B y Jaime Thomas
Someone stole the back copper roof off a house in South Hartford last month just days before heavy rain hit the area.
What these thieves probably didn’t realize was that they damaged one of the town’s most historic homes.
When Henry Ford visited 7684 State Route 40 in the early 1930s, the house was in good shape.
And it had stayed close to its original condition for decades until the beginning of June, when the roof went missing.
The white brick house was built in 1805 by Dr. Isaac Clary, one of the first physicians in Hartford, town historian Mike Armstrong said. Then, in 1928, Mrs. Francis Louisa King purchased the property.
King was a famous horticulturalist and very good friends with the Fords, said Hartford Supervisor Dana Haff. In addition to being well known as an author of garden books and articles, she was an editor at McCall’s magazine. But perhaps her biggest claim to fame was organizing and establishing the Woman’s National Farm and Garden Association, Inc. (WNFGA,) in 1914.
“Together with some of her friends, Louisa King developed the idea for a farm and garden association whose aim would be to stimulate interest in the conservation of our natural resources and an appreciation for country life as well as to support the Ambler school,” according to WNFGA’s website.
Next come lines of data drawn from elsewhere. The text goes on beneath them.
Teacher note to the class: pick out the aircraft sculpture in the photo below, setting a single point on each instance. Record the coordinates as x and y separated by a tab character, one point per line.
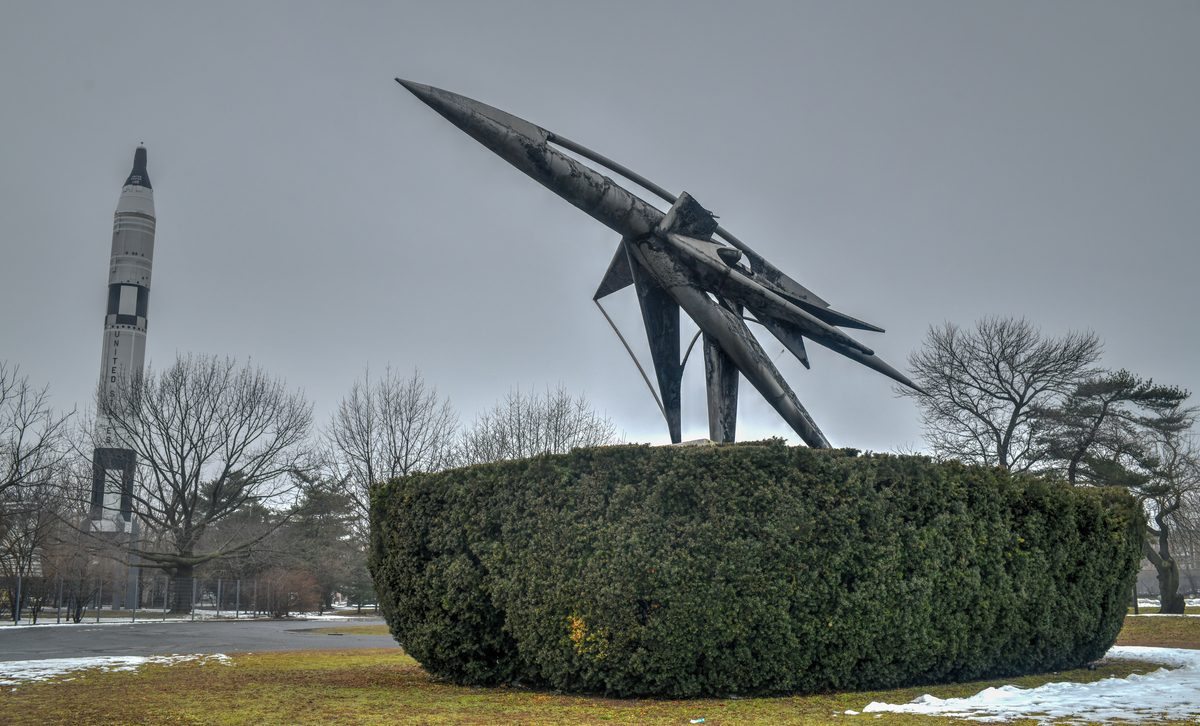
673	263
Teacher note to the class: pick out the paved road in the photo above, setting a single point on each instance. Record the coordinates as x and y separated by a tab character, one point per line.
163	639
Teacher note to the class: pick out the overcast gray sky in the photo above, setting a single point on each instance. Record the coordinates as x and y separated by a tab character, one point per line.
911	162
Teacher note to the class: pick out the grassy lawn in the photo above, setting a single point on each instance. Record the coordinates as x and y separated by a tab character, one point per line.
387	687
1164	631
1146	610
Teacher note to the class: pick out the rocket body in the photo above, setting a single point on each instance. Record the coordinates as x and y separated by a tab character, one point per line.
123	351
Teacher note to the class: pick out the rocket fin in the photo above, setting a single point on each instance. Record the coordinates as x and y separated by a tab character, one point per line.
789	335
773	277
870	361
831	316
660	313
619	274
721	388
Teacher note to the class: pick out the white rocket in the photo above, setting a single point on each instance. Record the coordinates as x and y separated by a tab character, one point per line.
123	352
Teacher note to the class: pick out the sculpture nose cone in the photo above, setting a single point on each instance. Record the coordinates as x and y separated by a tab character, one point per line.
138	175
473	117
418	89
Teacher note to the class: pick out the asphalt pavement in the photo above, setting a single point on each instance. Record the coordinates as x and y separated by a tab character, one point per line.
35	642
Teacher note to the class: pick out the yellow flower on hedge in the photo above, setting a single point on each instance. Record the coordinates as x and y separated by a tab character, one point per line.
587	642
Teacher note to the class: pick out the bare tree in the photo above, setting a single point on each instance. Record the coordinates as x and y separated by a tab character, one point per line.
33	437
983	388
389	427
1164	492
527	425
211	439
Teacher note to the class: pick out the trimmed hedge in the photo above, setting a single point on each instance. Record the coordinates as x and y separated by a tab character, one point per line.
748	569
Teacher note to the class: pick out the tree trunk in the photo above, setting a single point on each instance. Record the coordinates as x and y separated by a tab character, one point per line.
181	577
1171	601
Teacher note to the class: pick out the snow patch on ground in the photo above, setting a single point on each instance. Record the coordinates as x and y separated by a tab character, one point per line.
1161	695
1155	601
19	672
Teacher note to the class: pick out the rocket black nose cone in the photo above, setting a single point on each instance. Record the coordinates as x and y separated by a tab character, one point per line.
139	175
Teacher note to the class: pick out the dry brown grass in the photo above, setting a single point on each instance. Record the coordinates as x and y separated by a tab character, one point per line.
387	687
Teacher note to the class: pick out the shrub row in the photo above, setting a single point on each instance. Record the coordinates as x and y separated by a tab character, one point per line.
748	569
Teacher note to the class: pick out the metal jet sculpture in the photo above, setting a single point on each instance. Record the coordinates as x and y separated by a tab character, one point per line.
673	263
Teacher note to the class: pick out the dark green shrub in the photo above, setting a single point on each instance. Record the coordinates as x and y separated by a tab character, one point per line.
748	569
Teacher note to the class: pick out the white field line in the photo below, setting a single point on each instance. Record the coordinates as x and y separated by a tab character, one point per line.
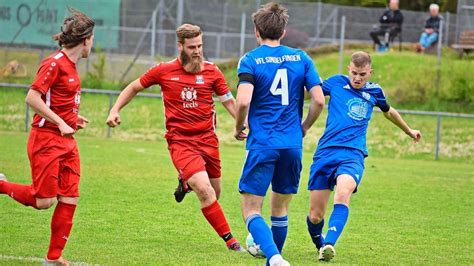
36	259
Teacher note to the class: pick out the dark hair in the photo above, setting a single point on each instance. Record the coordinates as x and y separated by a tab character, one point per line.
361	59
270	21
187	31
75	29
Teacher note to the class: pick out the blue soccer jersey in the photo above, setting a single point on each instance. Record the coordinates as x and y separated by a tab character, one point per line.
280	75
349	112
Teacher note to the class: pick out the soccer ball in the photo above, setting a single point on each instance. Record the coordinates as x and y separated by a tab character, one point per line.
253	248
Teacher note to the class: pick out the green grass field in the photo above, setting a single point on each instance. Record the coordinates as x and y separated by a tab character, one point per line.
407	211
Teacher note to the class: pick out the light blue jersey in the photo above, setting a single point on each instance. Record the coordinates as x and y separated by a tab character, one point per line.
280	75
349	112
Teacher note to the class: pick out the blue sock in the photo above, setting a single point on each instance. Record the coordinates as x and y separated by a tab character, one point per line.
315	231
336	223
262	235
279	230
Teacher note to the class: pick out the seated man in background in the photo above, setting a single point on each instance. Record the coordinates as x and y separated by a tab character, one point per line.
431	32
390	23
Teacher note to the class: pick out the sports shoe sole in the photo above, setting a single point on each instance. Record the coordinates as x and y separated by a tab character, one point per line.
327	253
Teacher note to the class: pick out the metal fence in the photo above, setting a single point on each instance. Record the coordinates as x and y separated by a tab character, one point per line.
148	27
146	30
112	94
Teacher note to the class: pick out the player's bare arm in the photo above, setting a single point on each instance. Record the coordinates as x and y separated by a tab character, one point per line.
315	108
244	96
33	99
81	122
124	98
394	116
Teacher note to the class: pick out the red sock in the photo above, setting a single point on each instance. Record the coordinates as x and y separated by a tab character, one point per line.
215	216
61	225
20	193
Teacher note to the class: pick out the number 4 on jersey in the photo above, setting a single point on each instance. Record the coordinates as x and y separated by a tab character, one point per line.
281	77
King was named the organization’s first president and served as such until 1920. Seven years later, Henry Ford’s wife Clara, took the role of president.
Though King gained a name for herself with her “Orchard House” gardens in Michigan, she was forced to move when her husband died and eventually landed in South Hartford at the property she called “Kingstree,” according to the Clark Historical Library at the Central Michigan University.
Here, King hosted plowing contests in the fields across from her house, which were attended by the likes of the Fords, Mr. and Mrs. Owen D. Young and others.
Today, the foreclosed house in the front looks much as it did when it was originally built. However, the grounds are no longer overflowing with well-maintained gardens, rather with grass and weeds.
“The way the house was built, they couldn’t remodel without large structural changes. People said it was beautiful inside,” Armstrong said. “Over time, with nobody in there and doing maintenance, it’ll gradually deteriorate.” Without the copper roof, the interior of the house has been subject to the elements, and according to Haff is now filled with mold inside.
“Thieves stole the roof; they stole it for the value of the copper. The rain is just going into the home,” he said, but several days later he found out that the bank in charge of the spot was planning to cover it with a tarp upon his request.
The property went into foreclosure in 2010, and the previous owners walked away from it. But because the foreclosure is not yet complete, Wanda Valenzuela still technically owns the house. Police have been unable to locate Valenzuela to have her sign a complaint, so there is not much they can do at this point.
“In this case, when the bank finally does own it, so much decay will have occurred it might become a tear-downer instead of a fixer-upper,” Haff said. The house was registered as historic by the Washington County Historical Society in the late 1970s, Armstrong said, but its future remains uncertain.
“It’s a victimless crime. The damage is done. It really is a shame because of the historic value of the home,” Haff said.